517. Illustrated below are subsidiary and associate relationships. Enterprise N has these investments:

According to the definition of direct investment:

A is a subsidiary of N.

B is a subsidiary of A and therefore a subsidiary of N, even though only 33 percent of B is indirectly attributable to N.

C is an associate of B and therefore an associate of N through N’s subsidiary B, even though only 4 percent of C’s capital is indirectly attributable to N.

D is an associate of N.

E is a subsidiary of D and therefore an associate of N, even though only 6 percent of E is indirectly attributable to N.

F is an associate of N.

G is an associate of F but not of N as F is only an associate of N.

H is neither a subsidiary nor an associate of N.

J is a subsidiary of H but neither a subsidiary nor an associate of N.

K is a subsidiary of N.

L is a branch of K and thus a branch of N.

Therefore, enterprises A, B, C, D, E, F, K, and L are involved in a direct investment relationship with N and in direct investment relationships with each other. Transactions between company E and company K, for example, represent direct investment transactions.

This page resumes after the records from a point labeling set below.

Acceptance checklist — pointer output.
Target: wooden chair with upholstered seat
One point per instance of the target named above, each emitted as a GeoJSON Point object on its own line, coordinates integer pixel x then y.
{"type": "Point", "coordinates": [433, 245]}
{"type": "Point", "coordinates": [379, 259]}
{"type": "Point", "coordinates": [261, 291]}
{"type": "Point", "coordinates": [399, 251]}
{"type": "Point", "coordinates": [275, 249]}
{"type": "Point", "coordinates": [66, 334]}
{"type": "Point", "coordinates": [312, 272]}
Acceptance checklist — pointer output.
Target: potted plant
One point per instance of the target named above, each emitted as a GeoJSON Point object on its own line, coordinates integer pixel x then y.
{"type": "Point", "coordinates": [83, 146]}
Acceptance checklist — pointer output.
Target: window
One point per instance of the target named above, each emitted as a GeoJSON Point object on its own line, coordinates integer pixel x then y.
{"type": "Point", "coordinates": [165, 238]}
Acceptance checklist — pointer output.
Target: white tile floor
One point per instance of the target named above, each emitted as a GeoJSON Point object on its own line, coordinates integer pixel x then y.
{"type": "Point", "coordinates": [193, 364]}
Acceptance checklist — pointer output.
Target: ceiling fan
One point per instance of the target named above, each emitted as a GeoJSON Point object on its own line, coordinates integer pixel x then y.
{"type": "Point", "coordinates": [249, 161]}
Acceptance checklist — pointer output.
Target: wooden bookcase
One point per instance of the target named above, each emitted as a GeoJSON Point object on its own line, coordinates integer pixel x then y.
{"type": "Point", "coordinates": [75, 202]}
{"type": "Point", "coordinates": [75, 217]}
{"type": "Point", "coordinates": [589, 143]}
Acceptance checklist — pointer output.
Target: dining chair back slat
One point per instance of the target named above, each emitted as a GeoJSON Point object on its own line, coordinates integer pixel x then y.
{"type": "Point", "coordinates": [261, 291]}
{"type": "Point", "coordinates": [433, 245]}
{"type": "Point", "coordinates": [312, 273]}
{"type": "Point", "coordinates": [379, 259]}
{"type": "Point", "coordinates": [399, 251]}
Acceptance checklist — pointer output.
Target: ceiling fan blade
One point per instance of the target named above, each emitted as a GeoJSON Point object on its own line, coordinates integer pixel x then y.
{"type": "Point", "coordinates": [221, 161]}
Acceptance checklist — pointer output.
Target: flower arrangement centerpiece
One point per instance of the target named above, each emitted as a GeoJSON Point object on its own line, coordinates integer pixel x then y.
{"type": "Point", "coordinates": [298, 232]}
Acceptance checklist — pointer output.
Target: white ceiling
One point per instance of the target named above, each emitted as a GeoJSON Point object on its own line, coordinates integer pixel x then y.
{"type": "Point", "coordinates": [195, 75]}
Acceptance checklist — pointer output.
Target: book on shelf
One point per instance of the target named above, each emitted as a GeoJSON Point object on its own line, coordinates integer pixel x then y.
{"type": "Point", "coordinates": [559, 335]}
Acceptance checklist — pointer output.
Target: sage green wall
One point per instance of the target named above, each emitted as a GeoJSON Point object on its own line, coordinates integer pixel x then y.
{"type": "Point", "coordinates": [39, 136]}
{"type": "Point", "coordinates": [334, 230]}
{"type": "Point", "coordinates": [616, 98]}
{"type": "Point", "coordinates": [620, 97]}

518. For purposes of the balance of payments and the national accounts, enterprises that have significant long-term (that is, more than one year) operations in more than one economy are divided into separate entities in each economy. These entities are always in a direct investment relationship; the head office constitutes the direct investor and the branches constitute the direct investment enterprises. Land and structures directly owned by nonresidents (other than foreign governments) are, in the balance of payments and the national accounts, considered to be owned by notional resident units that are in direct investment relationships with the legal owners of the land. Also considered to be owned by enterprises that are resident in the host country and in direct investment relationships with the actual operators of equipment (such as ships, aircraft, gas and oil drilling rigs) is mobile equipment that operates in an economy for at least one year, is accounted for separately by the operator, and is recognized by taxation and similar authorities of the host country as part of the country’s capital stock.

Direct Investment Capital

519. Direct investment capital is (1) capital provided by the direct investor—either directly or through other enterprises related to that investor—to the direct investment enterprise or (2) capital received by the direct investor from the direct investment enterprise. Direct investment capital includes equity capital, reinvested earnings, and other capital involved in various intercompany debt transactions. Direct investment capital includes only actual amounts provided; for example, funds for which the direct investor merely makes the arrangements or guarantees repayment are not considered direct investment capital.

520. Equity capital covers equity in branches, all shares (whether voting or nonvoting) in subsidiaries and associates, and other capital contributions (for example, the provision of machinery—which constitutes part of the capital of the direct investment enterprise—by a direct investor to a direct investment enterprise). Equity capital also covers the acquisition by a direct investment enterprise of shares in its direct investor. Reinvested earnings are the direct investors’ shares (in proportion to equity held) of the undistributed earnings of the direct investment enterprise. These reinvested earnings are recorded as income with an offsetting capital transaction. The rationale for including reinvested earnings in the balance of payments is discussed in chapter 6.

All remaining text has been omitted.